Among the 12 players on the active roster who will be eligible for arbitration, two jump out in terms of financial commitment and need: Neil Walker and Pedro Alvarez.
• Walker will be in his third of four arbitration years. His current salary is $5.75 million. Based on the year he’s having, that could jump to close to $10 million. That figure could spiral toward $15 million in Walker’s final year of arbitration.
• Alvarez will be in his second of three arbitration years. His current salary is $4.25 million. Based on the year he’s having, his contract should be in the $5.5 million to $6.5 million range next season. If he finishes strong, it could be more. If he reverts to his 2013 form, when he led the National League in home runs, in 2015, he, too, could be making upwards of $10 million in 2016.
Alvarez is a client of agent Scott Boras, who usually, but not always, has his players opt for free agency. That’s particularly true in the case of Alvarez because his talents are better suited to the American League, where he also could be used as a designated hitter. Since that is the case, there’s an excellent chance the Pirates will trade Alvarez before he hits free agency.
That leaves Walker.
His is a complicated situation. The fact he will be 31 when he hits free agency fosters the opinion that the Pirates should just have him play out his final two years and allow him to leave because it’s never a good idea to sign a player to a long-term deal when he’s in his 30s. There’s some wisdom in such a philosophy, but Walker’s circumstances are unique.
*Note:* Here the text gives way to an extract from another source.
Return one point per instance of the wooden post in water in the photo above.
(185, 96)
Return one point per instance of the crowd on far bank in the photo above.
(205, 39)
For one, he is a local guy and extremely popular with the fan base. It doesn’t hurt that he carries an All-American-type image. People would be angry if he were not retained, although that would not heavily influence the Pirates.
Of more importance is that in the Pirates long list of top prospects, there’s only one middle infielder and that player, Alen Hanson, has been somewhat of a problem for the team this season. He has been suspended for improper behavior. And although he’s having a good season as a shortstop at Class AA Altoona, he is not a sure-thing.
Finally, there’s the recent power surge by Walker, who is a switch-hitter. He already has 15 home runs, one short of his career high. His OPS of .827 is the highest of his career. Furthermore, after three seasons of abysmal performance while hitting right-handed, he has reversed that and a major shortcoming in his game has been removed.
He is among the best second basemen in the game. Only Robinson Cano has a higher OPS among second baseman. His offense has so improved that his numbers also play at third base. Among MLB third baseman, he’d be fifth in OPS and fourth in slugging.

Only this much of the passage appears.